Most people can only enjoy music one way: listening to it. Others, who have the neurological phenomenon called synesthesia, can experience music, and any other sensory event, with multiple senses.
Those with synesthesia may link colors to specific words or numbers or may see colors when they hear different sounds, including music. Melissa McCracken gives us a glimpse of what it’s like to experience this multiple sensory effect by painting the music the ways she sees it.
The Kansas City-based artist creates colorful paintings that replicate what she sees when she listens to music, with each painting representing a specific song. PSFK spoke with McCracken about her life, her sensory experience, and her art:
PSFK: When and how did you decide you wanted to paint music?
McCracken: The first song I ever painted was an original by my brother’s best friend when I was 18. We had sat one night talking about my synesthesia as it hadn’t been too long that I had known it was different, and he was playing some new songs he had recorded. As I was describing the colors of a few, I just thought it would be much easier to paint them.
PSFK: What does your artistic process look like?
McCracken: When I create, I like to build outward. I’ll listen to a song over and over again until I get a good feel of it and keep layering the canvas as I go. I’ll choose parts of the song that seem to have the most impact and mold them together.
PSFK: What was your favorite piece to work on? What is your favorite aspect of painting?
McCracken: My favorite so far was “Gravity.” That song always had a very clear image to me and wasn’t as sporadic.

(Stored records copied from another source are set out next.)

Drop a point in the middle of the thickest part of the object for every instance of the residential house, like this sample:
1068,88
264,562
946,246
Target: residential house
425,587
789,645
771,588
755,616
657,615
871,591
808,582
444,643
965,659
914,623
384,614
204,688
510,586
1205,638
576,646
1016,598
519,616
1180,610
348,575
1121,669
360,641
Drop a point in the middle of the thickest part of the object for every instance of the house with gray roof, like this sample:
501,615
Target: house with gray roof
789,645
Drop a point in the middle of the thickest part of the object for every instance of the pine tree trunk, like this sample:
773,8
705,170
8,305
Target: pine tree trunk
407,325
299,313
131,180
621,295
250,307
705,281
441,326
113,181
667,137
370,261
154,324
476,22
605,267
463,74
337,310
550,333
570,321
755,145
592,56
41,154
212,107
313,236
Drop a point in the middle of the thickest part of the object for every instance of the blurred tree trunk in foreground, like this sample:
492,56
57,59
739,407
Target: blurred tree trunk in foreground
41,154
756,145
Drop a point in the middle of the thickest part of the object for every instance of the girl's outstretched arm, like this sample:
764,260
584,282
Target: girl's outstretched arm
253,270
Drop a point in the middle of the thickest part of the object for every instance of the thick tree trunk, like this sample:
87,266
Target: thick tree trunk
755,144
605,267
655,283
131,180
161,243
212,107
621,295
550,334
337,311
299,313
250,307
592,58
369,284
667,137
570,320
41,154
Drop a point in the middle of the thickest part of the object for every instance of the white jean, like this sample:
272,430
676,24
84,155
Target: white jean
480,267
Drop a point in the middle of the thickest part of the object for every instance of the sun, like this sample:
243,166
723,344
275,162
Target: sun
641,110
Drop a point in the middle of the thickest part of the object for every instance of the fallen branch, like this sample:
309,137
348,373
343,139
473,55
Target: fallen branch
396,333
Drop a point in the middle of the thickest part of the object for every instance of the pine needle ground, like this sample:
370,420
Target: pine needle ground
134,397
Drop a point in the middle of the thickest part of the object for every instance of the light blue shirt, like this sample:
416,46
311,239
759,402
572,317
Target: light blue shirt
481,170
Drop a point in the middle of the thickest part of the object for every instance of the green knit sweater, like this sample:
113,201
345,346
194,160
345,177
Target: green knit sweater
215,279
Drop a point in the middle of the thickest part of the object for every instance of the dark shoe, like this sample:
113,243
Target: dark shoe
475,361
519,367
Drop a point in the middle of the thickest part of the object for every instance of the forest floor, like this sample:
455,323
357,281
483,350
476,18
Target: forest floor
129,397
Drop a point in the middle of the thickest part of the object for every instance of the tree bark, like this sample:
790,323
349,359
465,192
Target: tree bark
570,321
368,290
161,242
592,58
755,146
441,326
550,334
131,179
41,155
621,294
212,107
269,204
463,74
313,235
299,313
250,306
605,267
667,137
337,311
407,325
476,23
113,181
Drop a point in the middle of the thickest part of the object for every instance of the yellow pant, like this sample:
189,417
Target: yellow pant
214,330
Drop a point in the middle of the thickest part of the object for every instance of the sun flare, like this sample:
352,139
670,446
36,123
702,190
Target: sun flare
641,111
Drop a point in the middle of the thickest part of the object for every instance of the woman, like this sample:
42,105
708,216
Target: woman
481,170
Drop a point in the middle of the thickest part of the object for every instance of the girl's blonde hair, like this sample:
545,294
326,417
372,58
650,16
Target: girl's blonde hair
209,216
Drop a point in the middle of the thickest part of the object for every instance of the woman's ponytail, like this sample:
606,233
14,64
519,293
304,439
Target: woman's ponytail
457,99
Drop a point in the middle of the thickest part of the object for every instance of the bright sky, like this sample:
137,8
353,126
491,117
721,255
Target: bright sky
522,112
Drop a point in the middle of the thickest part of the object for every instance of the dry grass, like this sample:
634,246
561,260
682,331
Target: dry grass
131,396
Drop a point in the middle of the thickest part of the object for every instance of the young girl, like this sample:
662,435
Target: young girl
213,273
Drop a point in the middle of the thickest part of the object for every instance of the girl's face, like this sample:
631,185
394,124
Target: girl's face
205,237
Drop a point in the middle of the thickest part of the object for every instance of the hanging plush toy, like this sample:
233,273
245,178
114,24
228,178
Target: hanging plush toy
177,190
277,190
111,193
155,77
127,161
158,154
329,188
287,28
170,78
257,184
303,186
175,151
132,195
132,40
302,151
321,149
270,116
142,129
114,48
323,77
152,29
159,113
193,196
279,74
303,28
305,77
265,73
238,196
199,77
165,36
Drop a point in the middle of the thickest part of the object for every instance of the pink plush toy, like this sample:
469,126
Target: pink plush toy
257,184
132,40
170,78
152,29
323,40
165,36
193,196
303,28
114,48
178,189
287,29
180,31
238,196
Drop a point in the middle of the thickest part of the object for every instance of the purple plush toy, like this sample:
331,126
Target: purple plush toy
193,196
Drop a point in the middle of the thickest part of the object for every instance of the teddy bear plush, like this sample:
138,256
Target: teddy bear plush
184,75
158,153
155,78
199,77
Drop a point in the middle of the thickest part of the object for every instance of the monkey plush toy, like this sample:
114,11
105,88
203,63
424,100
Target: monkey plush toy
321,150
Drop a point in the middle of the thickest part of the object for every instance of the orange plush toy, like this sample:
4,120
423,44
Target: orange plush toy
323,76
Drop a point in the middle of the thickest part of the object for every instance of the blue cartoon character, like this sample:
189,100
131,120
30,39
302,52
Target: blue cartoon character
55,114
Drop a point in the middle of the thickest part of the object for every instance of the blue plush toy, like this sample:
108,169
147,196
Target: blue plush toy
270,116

It was very calculated and soft to create so I felt more sucked into it. My favorite aspect of painting is at the end of final steps of the process; that’s when each piece starts to feel like the tiny little world I had imagined. Once I feel like it’s complete, I’ll listen to the song again just looking at it, and if I get sucked in, I know it’s finished.
PSFK: How do you choose which songs to paint?
McCracken: I’ve always chosen songs that are close to me. Usually ones with very specific looking parts or some sort of crescendo. A lot of my earlier works were of ones that I had been connected to for a long time that I could finally let out.
PSFK: What would you like our readers to know about synesthesia and how it shapes your perspective?
McCracken: I’d like them to know that synesthesia is in no way distracting or inhibiting. It just gives a new personality and perspective to the way I see the world. If anything, it’s helpful in aiding memory and making things stand out more to me. I’ll notice parts of songs that I might not have otherwise noticed because they’re so vibrant in color and form.
PSFK: What would you like our readers to take away from your art?
McCracken: I’d like for the readers to take away a new perspective of different types of music. It’s interesting when someone enjoys my paintings but dislikes the music I chose. I understand that not everyone will have the same taste in music (or in anything) but it’s nice knowing that I could show beautiful parts of a song that otherwise could go unnoticed or unappreciated.